Planning and the Economy Minister Dr Bhoendradatt Tewarie says Trinidad and Tobago is being prevented from advancing because of politics.He was making his contribution to yesterday's Senate debate on a Government motion to increase water rates to companies on the Point Lisas Industrial Estate. The new rate is to be introduced next month.
Tewarie said the People's Partnership Government was elected for a five-year term and should be allowed to serve its full term. However, he said, the Opposition was using almost every national issue as a means to destroy the Government.He said he was particularly concerned about Opposition Senator Fitzgerald Hinds' use of a newspaper article to attack the Government yesterday.
"We create the conditions in which, when one Government comes into office, we will make sure that it achieves nothing or make sure that we help it to fall before the five years, or make sure that we make governance impossible," the minister said.He added: "And then, when the next Government comes into power, we spend the other five years doing the same thing. The end result of that is zero."
After a short pause, Tewarie said those remarks were probably said "inappropriately because of the nature of the document (motion) before us for debate today. "But I say it because of the manner I saw Senator Hinds use the article in the newspapers and because of my own knowledge of what happens in this country."

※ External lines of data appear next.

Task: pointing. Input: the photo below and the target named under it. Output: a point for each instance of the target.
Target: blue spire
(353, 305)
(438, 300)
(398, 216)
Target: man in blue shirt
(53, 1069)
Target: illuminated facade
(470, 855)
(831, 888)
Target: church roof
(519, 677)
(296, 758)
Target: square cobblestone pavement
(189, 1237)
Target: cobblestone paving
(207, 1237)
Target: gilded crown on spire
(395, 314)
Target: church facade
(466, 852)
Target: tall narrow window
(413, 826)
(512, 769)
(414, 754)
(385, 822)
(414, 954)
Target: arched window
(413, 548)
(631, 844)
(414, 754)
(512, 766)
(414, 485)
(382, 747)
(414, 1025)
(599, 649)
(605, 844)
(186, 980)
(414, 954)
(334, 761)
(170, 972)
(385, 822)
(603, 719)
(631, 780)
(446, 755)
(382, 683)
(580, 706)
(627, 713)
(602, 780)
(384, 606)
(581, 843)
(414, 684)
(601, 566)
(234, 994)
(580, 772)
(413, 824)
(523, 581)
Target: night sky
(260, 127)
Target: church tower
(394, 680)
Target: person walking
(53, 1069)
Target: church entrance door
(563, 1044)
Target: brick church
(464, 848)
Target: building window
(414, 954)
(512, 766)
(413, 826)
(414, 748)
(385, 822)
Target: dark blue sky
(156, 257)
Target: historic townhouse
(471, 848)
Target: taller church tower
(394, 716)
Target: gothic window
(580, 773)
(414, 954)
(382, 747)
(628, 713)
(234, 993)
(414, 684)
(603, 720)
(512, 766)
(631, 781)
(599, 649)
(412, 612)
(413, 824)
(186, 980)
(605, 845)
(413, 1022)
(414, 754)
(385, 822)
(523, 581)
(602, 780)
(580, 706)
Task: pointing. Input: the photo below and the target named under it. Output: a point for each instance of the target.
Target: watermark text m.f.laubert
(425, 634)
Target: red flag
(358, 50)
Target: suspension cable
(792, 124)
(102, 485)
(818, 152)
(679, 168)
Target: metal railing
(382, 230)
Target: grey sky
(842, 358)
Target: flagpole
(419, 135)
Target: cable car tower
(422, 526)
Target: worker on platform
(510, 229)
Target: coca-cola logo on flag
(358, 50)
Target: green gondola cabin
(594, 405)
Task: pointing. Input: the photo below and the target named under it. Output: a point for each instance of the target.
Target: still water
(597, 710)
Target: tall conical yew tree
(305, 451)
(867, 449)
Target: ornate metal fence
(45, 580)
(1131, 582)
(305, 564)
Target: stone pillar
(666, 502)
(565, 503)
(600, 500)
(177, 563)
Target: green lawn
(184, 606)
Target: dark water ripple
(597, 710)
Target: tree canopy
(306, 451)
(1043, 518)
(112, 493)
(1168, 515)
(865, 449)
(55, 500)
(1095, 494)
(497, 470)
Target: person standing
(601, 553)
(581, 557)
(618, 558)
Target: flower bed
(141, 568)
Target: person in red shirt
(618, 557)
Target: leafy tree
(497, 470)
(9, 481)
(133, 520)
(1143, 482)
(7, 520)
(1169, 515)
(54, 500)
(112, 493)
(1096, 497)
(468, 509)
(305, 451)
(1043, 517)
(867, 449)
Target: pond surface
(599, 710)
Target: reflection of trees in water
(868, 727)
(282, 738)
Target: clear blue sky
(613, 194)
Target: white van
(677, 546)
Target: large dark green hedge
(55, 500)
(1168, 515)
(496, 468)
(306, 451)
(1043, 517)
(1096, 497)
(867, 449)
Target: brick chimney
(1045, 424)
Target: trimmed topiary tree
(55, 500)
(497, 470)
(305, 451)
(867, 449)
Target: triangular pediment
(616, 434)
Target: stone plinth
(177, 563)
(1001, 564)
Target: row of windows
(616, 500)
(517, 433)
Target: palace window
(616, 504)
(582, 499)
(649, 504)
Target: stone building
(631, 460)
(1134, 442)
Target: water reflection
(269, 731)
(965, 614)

Tewarie said at a more appropriate occasion he may elaborate on that issues "because I have learnt from the state of emergency and the things I have seen, that this country is not sometimes what it seems."Tewarie said the culture of a nation "is affected by the way its leaders create the conversation in the public space."He added: "This kind of thing worries me. It worried me when the state of emergency came up as an issue and the manner in which that was dealt with.
"Two years from now when you look at the facts you will see that a lot of it (attacks by the Opposition) was alarmist and unnecessary. "It worried me when the state of emergency came to an end and people were making various statements of a certain kind and in two years' time you will realise it was all huff-and-puff."He said every issue in T&T created conditions for intense, unnecessary, politically expedient accusations that "lead us nowhere as a country."
Tewarie said T&T was facing many serious challenges. "The challenges are going to become fiercer in the coming years. This very water that we are talking about is going to be a major challenge in Trinidad and Tobago," he added.He pointed out that Bermuda, which could fit in Tobago five times, had a per capita income of $60,000. "A country like the Cayman Islands, which is hardly a piece of land on the water, has a per capita income of nearly US$55,000."
Tewarie added: "Trinidad and Tobago must get to the point where it can make a quantum leap in per capita income terms; also in terms of equity and spread and development strategy that allows the whole country to benefit out of the development process."He said a lot of things which happened in T&T must be made visible so the population would have a better understanding of things.
The minister said part of "our responsibility as leaders is to help them to see more clearly, not to create the conditions for more clouds, more nebulousness, more lack of discernment, more uncertainty about what is true and what is not."He said the leaders of T&T owed citizens "more than anything else is, at least, a disposition to clarity."